2.10 La Grande Chambre avait déjà remarqué dans sa communication préalable que les éléments puisés dans la décision du juge anglais de première instance surtout, n'étaient pas le seul fondement de la révocation du brevet et que, par conséquent, il n'y avait pas de lien de causalité entre le vice de procédure allégué et la décision de révocation.
La requérante a alors fait une distinction entre les effets prouvés à l'échelle laboratoire et à l'échelle industrielle, la chambre de recours dans le second cas s'en étant entièrement remis à l'appréciation du juge anglais, selon elle.
2.11 Sans entrer dans la discussion des éléments de preuve retenus par la chambre de recours, qui relève d'un réexamen au fond exclu de la procédure de révision, la Grande Chambre parvient à la conclusion qu'il n'est pas vrai que la requérante a été privée du droit de se défendre sur la totalité des éléments pris en compte par la chambre de recours, y compris ceux soumis à la juridiction anglaise, pour les motifs suivants.
2.12 La Grande Chambre ne trouve pas trace dans les écritures déposées par la requérante lors de la procédure de recours ou dans le procès-verbal de la procédure orale devant la chambre de recours ou dans sa décision, de l'argument soulevé après la communication en annexe de la procédure orale devant la Grande Chambre, selon lequel les tests adressés deux mois avant la procédure orale à titre d'observations de tiers par APOTEX ne correspondaient pas à ceux produits devant la juridiction anglaise.
Ces tests avaient été présentés par APOTEX comme ceux produits devant la juridiction anglaise.
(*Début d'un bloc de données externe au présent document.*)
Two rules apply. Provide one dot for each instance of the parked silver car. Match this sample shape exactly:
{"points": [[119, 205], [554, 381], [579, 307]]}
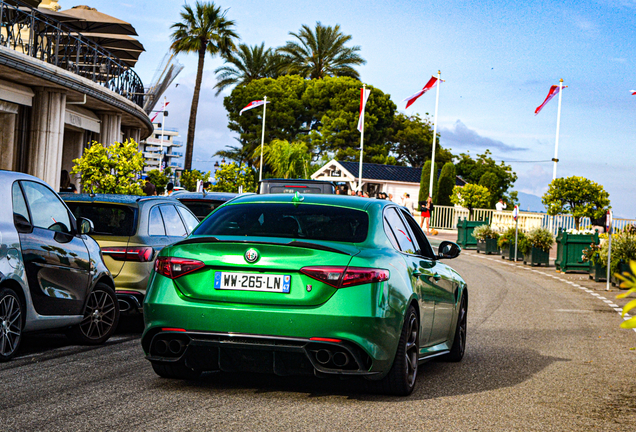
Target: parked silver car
{"points": [[51, 272]]}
En page 2 de ses écritures, sous le point 1.1 dernier paragraphe, APOTEX déclare avoir conduit quatre essais pour les besoins de l'action en justice au Royaume Uni et explique les garanties du déroulement des expériences conduites; il est aussi indiqué que le compte rendu des essais et le diagramme de diffraction X du produit sont annexés comme Annexe 1 et Annexe 2 ("the notice of experiments and the resulting Powder X-ray Diffraction(PXRD)patterns from the Notice of Experiments and the Repeats are attached to this third party observations as Annex 1 and Annex 2 respectively").
2.13 Dans ses écritures en réponse à ces observations, la titulaire du brevet s'est étonnée en page 3 de ses écritures du 24 mars 2009 que APOTEX "se décide environ 2 ans après les avoir produits dans la procédure anglaise...". Puis elle a critiqué ces résultats sur le fond mais n'a pas prétendu qu'il s'agissait d'autres essais que ceux présentés au juge anglais.
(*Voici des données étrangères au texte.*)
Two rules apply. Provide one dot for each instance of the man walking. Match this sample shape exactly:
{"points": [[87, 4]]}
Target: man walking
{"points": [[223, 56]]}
2.14 Les explications de la requérante devant la Grande Chambre pour démontrer qu'il ne s'agissait pas des essais produits devant la juridiction anglaise, recoupent ses arguments de fond devant la chambre de recours et n'apportent rien de nouveau quant à la caractérisation de la violation de son droit d'être entendu: notamment, et sans pour cela cautionner sa thèse sur la nature des essais utilisés par la chambre de recours, la requérante n'a pas établi qu'elle avait été dans l'impossibilité de se procurer les essais produits devant la juridiction anglaise pour des raisons de confidentialité comme elle l'a mentionné oralement en réponse aux questions de la Grande Chambre.
2.15 En conclusion, il ressort de façon constante de l'examen qui précède, que la requérante, partie à l'instance devant la juridiction anglaise en qualité de titulaire du brevet, savait deux mois avant la procédure orale devant la chambre de recours, que APOTEX, son adversaire dans l'action en contrefaçon, adressait des essais présentés comme ceux produits devant le juge anglais. Elle n'a pas fait valoir, à ce moment là, que ces essais étaient différents et qu'elle se voyait opposer un refus pour obtenir ceux ou, l'intégralité de ceux, utilisés par le juge anglais, au contraire elle a fait référence à leur production devant le juge anglais. Elle a en revanche discuté ces tests sur le fond.
Par ailleurs la première décision anglaise avait été aussi versée au dossier dès le 3 septembre 2007.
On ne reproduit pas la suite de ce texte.